Re: IBM's XML 1.1 tests

> > > (1) ibm-valid-P02-ibm02v01.xml
> > > The UTF-8 code for LSEP (2028) in this file seems to be wrong.
> > > I believe it should be e2 80 a8, the file has e0 9f ac which is
> > > a non-shortest UTF-8 sequence for something else.

I am no expert on Unicode, but have sometimes the need to understand it.
According to table 3.1B of Unicode 3.2, the sequence e0 9f ac is not
a valid UTF-8 sequence. That much I understand. At this point I was assuming
that this table allows one to check valid/shortest sequences.

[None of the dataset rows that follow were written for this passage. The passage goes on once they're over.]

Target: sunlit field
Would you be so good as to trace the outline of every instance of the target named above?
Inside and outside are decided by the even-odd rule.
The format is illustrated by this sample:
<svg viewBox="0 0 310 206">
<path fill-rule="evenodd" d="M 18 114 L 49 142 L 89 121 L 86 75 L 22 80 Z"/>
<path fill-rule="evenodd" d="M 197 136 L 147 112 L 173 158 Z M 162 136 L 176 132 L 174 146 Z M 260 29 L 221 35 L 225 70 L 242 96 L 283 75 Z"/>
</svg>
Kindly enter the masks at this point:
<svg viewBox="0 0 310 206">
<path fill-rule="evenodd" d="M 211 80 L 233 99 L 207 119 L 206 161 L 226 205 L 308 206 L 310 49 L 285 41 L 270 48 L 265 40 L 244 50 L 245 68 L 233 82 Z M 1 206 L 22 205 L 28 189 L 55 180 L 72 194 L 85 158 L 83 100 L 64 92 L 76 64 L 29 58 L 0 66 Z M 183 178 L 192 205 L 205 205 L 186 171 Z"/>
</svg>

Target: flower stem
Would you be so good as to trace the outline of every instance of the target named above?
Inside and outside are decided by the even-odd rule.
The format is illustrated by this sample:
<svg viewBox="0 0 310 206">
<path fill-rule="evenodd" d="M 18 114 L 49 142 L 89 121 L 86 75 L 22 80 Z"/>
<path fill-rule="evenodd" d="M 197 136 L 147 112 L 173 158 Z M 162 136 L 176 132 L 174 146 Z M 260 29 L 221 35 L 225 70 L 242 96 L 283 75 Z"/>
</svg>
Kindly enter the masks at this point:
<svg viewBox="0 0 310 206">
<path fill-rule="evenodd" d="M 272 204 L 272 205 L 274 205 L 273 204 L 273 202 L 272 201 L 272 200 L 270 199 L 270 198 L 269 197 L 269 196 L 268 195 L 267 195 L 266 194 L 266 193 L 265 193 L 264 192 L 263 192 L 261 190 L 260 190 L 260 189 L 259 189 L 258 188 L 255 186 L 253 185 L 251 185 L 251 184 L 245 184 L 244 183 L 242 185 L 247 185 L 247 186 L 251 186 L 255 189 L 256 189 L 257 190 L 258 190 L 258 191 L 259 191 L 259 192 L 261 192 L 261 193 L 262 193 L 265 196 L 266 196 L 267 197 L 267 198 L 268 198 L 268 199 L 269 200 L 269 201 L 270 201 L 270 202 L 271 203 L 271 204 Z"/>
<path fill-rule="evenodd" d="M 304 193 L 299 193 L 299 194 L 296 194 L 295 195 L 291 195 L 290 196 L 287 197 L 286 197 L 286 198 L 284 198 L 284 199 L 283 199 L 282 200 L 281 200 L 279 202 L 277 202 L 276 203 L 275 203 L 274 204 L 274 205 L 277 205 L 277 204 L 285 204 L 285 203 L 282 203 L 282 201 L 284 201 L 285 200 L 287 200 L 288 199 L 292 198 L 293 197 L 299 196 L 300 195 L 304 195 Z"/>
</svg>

> > > [GM] Agree, a typo, the byte sequence corresponds to the character #x7EC
> > > and should be changed to e2 80 a8, but its still a valid document.
> >
> >It's not the shortest sequence for 7EC, so it's a UTF-8 error and
> >therefore not well-formed.

Now, this confuses me. The UTF-8 table allows this sequence, but it cannot
map to 7EC, but must map to somewhere in the range 1000 to CFFF.
So, is it now a sequence for 7EC, and if yes, where am I wrong?

Karl

Received on Friday, 7 November 2003 16:20:29 UTC